Мэй указал на полураздетых женщин, скачущих друг за другом по сцене.
– Наверное, тебя от всего этого коробит.
– Ничуть, – ответил Брайант. – Оффенбах был далек от целомудрия. Ведь, по сути, он бросил вызов пуританам своего времени, так что скорее всего не возражал бы против обнаженной натуры, хотя, возможно, и счел бы некоторые сексуальные сцены слишком откровенными – даже по меркам нашего предположительно просвещенного века.
– Можешь толком объяснить, как понимать, – Мэй махнул рукой в сторону сцены, – весь этот опереточный адский огонь и серу?
Брайант расстегнул жилет и помассировал свой раздувшийся живот.
– Ну, во-первых, это не опера, а опера-буфф.
– А в чем разница?
– В ней присутствуют мифологические, сверхъестественные элементы. Это фантазия. Задуманная как пародия.
– Значит, в самом конце не будет петь толстая дама?
Брайант покрутил головой и без особой теплоты во взоре принялся рассматривать своего напарника.
– Ты ведь не слишком большой ценитель музыки, верно?
– Ну, не знаю, люблю немного потанцевать под Гленна Миллера. Но всегда готов воспринимать новое.
– С первого взгляда узнаю настоящего технаря. Я видел, как ты слушал Освальда Финча, когда он распространялся насчет крови, лимфы и прочего. Ты навострил уши.
– Я просто подумал, что невредно во всем этом хоть немного разбираться. – Мэй постукивал пальцами в такт музыке.
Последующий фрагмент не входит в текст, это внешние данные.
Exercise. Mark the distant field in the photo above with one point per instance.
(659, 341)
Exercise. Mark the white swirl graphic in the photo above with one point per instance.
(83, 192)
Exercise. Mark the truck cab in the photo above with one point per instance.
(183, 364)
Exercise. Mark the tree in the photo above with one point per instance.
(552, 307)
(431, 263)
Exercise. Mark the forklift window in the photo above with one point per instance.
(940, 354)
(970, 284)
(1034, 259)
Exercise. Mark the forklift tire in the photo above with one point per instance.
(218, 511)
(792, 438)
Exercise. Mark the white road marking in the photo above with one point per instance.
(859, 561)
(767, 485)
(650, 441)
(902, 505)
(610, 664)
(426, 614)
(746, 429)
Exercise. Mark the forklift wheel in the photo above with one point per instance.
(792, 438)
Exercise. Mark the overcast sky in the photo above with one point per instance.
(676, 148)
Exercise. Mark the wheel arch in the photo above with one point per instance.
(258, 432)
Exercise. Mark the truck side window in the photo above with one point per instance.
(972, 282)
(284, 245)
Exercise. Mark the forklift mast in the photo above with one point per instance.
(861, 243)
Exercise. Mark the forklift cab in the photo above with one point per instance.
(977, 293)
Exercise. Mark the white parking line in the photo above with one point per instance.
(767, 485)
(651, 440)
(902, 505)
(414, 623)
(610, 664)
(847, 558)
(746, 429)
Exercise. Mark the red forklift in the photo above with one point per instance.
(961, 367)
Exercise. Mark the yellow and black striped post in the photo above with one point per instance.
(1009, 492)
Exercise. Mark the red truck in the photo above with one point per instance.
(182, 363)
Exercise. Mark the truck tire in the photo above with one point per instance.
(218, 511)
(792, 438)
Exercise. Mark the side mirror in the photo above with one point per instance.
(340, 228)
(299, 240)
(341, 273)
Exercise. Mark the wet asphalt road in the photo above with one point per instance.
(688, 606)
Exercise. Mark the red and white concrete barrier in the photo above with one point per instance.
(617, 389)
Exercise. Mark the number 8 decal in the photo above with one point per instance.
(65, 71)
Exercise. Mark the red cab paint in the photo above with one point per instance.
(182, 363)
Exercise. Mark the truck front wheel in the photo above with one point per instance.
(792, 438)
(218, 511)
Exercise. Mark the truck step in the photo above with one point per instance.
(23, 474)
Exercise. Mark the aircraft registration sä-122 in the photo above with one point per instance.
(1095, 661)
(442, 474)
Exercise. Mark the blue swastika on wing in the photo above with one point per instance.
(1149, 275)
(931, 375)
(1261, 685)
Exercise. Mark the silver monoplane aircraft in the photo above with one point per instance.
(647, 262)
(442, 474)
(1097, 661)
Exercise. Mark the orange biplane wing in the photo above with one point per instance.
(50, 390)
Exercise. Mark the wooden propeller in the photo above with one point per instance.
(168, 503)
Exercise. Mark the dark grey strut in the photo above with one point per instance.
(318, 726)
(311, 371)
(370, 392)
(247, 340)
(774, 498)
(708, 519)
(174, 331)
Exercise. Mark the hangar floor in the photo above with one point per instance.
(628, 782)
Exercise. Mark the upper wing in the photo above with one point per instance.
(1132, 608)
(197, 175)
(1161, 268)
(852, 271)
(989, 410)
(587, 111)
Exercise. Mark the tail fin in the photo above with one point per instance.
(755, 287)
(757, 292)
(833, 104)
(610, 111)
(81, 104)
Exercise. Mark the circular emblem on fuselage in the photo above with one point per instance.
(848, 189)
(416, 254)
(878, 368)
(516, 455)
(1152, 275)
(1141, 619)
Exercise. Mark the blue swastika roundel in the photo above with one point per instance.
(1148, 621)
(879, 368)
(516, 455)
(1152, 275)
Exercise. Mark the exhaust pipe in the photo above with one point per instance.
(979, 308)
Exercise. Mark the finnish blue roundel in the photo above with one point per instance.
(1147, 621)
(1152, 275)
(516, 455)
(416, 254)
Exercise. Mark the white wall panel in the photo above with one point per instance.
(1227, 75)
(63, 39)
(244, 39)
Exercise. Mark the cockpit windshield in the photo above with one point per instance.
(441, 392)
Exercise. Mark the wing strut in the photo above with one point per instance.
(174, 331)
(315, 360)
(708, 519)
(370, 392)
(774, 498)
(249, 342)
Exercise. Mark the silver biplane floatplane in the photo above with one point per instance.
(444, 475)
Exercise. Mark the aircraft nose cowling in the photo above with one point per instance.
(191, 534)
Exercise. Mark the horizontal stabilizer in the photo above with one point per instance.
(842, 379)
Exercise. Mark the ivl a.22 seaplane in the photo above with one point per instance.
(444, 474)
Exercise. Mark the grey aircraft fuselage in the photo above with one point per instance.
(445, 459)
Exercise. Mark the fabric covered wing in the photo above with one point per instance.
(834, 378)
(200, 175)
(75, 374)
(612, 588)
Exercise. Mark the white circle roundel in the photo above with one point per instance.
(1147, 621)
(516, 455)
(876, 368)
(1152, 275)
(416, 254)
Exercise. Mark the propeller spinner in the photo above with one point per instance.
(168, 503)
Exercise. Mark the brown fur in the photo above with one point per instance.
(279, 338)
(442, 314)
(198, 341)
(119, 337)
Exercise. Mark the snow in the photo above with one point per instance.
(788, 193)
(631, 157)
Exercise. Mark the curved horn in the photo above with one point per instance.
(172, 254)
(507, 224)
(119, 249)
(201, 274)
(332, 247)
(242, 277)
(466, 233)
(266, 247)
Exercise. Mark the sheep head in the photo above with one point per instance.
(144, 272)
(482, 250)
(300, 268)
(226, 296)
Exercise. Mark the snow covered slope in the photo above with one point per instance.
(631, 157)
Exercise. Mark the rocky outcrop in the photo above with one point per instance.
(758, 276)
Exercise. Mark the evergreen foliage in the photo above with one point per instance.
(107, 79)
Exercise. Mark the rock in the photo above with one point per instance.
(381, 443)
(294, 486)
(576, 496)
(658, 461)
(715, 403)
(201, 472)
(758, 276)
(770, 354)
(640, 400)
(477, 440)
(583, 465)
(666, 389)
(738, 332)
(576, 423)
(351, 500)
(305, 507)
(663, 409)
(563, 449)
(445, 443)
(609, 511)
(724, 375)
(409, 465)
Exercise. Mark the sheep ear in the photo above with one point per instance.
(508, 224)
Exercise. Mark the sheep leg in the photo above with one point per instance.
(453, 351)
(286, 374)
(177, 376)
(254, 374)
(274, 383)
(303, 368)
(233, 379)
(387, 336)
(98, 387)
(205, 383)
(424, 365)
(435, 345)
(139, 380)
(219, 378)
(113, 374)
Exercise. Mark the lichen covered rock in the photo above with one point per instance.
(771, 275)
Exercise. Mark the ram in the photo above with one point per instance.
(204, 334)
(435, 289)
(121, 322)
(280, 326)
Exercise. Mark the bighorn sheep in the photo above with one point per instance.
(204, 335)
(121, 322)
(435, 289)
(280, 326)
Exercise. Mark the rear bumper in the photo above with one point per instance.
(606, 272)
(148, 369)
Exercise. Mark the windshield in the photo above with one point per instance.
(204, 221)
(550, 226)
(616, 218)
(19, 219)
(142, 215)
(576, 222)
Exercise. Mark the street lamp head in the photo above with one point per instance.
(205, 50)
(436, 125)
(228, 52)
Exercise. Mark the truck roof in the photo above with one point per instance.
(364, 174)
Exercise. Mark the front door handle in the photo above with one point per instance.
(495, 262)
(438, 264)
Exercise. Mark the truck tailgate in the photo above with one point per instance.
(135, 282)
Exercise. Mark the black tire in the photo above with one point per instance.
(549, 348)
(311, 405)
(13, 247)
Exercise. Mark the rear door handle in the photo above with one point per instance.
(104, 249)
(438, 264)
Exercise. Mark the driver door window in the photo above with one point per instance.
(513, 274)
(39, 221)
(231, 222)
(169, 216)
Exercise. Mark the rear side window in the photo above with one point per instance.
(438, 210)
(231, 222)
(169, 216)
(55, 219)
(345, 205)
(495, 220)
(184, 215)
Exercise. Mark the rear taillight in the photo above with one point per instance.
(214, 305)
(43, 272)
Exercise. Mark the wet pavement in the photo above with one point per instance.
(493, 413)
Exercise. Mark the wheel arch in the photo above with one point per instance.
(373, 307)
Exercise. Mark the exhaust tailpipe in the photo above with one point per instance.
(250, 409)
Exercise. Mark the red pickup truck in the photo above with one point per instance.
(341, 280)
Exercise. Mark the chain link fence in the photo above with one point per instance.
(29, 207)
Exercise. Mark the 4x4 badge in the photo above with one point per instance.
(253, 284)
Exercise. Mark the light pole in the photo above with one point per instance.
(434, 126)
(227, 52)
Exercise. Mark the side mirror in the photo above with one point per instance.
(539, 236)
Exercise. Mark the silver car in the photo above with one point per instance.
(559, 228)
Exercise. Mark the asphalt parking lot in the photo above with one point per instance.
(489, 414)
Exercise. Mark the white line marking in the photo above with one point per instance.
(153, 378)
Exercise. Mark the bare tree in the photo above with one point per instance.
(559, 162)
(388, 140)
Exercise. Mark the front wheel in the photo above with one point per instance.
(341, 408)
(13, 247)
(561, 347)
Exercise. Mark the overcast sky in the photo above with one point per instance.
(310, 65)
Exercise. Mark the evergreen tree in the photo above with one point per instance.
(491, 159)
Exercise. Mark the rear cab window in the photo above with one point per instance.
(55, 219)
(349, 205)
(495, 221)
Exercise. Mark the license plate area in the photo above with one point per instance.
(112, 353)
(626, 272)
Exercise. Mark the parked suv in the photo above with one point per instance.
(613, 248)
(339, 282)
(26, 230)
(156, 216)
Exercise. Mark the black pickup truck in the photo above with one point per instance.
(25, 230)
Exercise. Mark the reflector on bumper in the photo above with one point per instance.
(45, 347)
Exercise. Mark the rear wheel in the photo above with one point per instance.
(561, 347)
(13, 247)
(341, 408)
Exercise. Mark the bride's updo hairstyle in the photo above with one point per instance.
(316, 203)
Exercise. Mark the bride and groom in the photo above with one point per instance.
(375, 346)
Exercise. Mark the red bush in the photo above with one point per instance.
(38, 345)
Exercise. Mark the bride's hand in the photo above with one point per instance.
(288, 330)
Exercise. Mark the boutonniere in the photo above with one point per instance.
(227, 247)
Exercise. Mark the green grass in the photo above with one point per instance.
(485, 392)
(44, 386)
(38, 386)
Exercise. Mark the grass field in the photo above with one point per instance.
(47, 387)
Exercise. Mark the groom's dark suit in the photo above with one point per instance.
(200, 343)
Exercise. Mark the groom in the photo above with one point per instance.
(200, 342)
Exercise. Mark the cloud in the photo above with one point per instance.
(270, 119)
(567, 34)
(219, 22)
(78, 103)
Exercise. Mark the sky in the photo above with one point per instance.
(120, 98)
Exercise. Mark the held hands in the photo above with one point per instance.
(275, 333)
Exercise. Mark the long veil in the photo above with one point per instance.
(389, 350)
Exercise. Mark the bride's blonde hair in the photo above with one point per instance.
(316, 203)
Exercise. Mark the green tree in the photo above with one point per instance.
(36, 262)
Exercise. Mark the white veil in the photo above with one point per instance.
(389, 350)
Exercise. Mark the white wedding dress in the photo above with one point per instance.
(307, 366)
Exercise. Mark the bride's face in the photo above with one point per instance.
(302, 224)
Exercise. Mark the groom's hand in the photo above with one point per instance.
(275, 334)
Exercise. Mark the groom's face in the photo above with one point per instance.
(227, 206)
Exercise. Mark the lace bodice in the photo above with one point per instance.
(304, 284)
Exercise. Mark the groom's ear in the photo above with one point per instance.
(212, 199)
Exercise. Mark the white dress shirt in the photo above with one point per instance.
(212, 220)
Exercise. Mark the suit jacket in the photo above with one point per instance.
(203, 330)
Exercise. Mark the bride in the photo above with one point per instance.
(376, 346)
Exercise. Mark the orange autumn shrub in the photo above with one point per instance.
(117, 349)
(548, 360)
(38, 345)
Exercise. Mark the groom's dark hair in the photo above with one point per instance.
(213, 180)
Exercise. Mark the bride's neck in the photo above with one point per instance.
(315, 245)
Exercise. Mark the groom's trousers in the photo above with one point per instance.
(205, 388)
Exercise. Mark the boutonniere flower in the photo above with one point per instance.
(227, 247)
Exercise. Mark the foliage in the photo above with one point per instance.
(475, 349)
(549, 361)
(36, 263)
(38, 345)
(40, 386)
– Должен сказать, все подозрительно предопределено. – Брайант размотал несколько футов шарфа и выпрямился. – Жак Оффенбах был предшественником Гилберта и Салливана. Не будь его, кто знает, началось ли бы вообще их совместное творчество. Его комические сюжеты имели огромный успех в Париже, хотя критики их не приняли. Опере «Орфей в аду» больше восьмидесяти лет. Давным-давно, когда шли ее первые постановки, все, кто мог позволить себе пойти в театр, имели какое-то представление о классике; таким образом, Оффенбаху удалось спародировать греческие легенды, и его юмор был всем понятен. В основу же произведения он положил и переработал самый известный из мифов об Орфее. Тот был сыном богини, спасшей аргонавтов от сирен. Спустился в подземное царство, чтобы вернуть свою возлюбленную, нимфу по имени Эвридика, которую укусила змея.
– О, что-то такое припоминаю. Плутон разрешил ему забрать с собой Эвридику с условием, что он не оглянется посмотреть на нее, пока она не выйдет на дневной свет, но тот оглянулся.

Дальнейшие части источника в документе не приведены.